Thursday, July 14, 2011

HATE cancer.

It's been awhile since I've written. I said this in my last post too... but it's been really hard for me to write how I'm feeling because it changes so much. It seemed much easier to write when everything was so fresh... the words and feelings just came pouring out.

I've been feeling ok with the radiation treatments, but have my days of exhaustion both physically and emotionally. I've finally reached the point in the treatment where I'm feeling the effects. My skin is getting irritated and red... my energy level is hitting some low points. It's the kind of exhaustion that a good night sleep and a nap during the day doesn't help. It's been affecting my mood and I'm finding myself becoming very irritable. I'm taking it out on the people closest to me and that makes me feel even worse. I've been trying to take some time by myself in the evenings so that I can find some peace and calm... That seems to be helping a little bit. I have to keep reminding myself that I have just two and a half weeks to go and then I will be done with all of this! I'm really, really looking forward to that final day.

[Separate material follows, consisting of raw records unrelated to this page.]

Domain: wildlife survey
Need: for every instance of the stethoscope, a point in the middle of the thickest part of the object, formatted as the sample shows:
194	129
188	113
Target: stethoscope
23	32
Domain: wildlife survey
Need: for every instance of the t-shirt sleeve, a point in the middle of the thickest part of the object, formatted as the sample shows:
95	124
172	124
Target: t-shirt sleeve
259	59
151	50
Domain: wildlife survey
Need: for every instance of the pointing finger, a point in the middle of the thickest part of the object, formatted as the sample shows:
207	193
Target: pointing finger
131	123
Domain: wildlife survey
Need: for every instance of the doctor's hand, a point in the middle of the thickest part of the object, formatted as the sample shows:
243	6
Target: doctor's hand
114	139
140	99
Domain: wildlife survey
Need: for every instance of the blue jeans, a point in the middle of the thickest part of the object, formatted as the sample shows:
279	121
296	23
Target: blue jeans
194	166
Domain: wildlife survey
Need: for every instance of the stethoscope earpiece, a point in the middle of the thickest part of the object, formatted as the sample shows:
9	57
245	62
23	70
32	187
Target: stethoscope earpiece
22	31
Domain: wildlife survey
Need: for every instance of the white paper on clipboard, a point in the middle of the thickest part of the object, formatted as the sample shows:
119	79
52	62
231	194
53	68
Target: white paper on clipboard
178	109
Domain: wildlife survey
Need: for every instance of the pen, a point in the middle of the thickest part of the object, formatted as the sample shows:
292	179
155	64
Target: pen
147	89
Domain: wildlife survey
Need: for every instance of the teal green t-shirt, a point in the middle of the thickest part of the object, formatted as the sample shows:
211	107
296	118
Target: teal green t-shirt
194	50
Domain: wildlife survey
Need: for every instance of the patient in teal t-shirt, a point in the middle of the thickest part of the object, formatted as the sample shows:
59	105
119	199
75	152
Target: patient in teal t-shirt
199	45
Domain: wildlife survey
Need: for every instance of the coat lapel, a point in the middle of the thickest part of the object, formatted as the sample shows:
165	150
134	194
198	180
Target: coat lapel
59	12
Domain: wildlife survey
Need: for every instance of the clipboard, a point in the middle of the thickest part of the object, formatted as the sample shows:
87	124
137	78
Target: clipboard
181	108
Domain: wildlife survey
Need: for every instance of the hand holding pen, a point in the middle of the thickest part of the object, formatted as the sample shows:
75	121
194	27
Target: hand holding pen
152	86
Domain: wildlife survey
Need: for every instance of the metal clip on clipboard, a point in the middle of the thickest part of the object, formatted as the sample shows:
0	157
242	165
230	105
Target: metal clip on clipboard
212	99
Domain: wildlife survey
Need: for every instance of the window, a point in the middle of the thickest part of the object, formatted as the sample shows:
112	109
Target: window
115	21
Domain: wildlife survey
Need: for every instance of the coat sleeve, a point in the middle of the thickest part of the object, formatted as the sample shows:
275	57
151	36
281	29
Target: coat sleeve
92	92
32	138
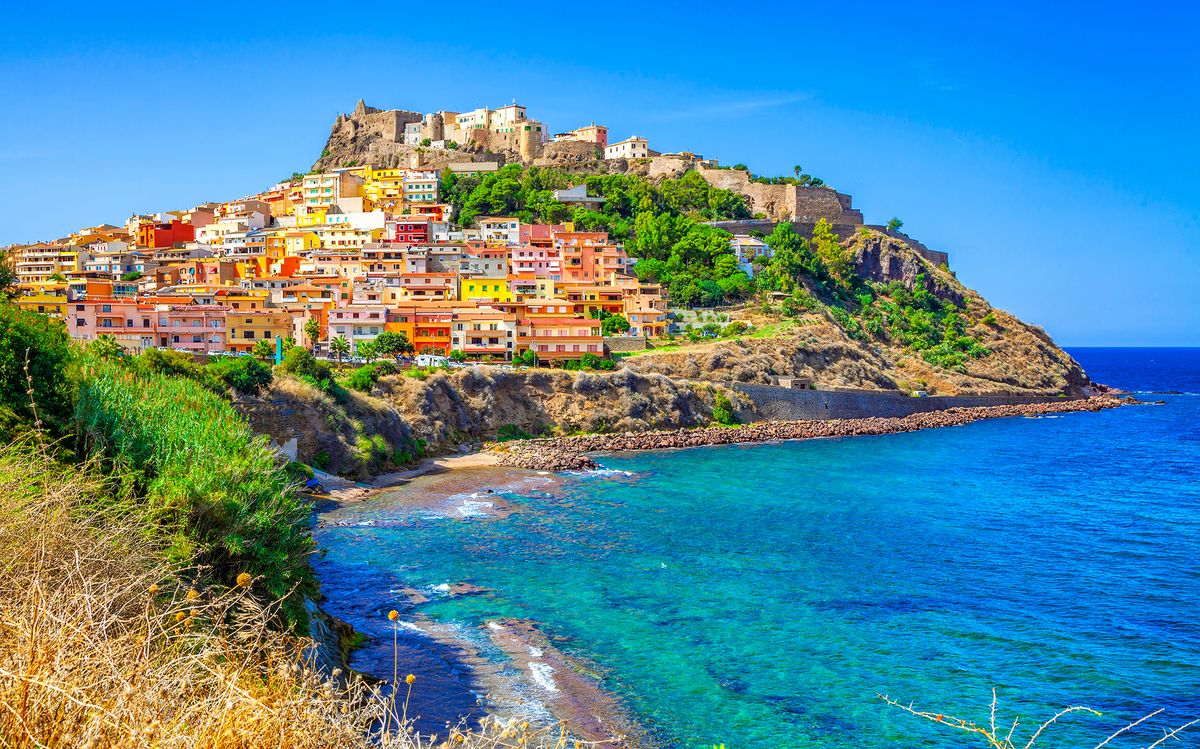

I had a bit of a set back emotionally yesterday. I found out a dear friend of mines sister is losing her battle with cancer. She has been fighting this awful disease for several years and has done so with so much grace. It hit me very hard for so many reasons. My heart is broken for her, her family and most of all her children. She is a mother of a young boy and girl. I don't know how you prepare yourself and your children for this. It's my worst fear. There's not a day that goes by that I don't have a tinge of fear that this could happen to me. Just a few months ago, I was talking with my friend about her sister and how she was doing. She told me about a conversation she had with her that has stuck with me ever since. She asked her sister if she was afraid to die. Her sister said she was not afraid to die, but she was afraid to leave the people she loved. I cried when I heard that and I'm crying now. That is the most profound thing I've heard since I've been diagnosed with cancer. It's how I feel. I'm not afraid to die... I'm afraid to leave my daughters, my family, my friends... who are my family.

Cancer is unfair and I'm really mad at it right now!

If I can send any message at all... Every day, tell the people who matter to you that you love and appreciate them. And love your children unconditionally, no matter what. Tell them you love them EVERY DAY.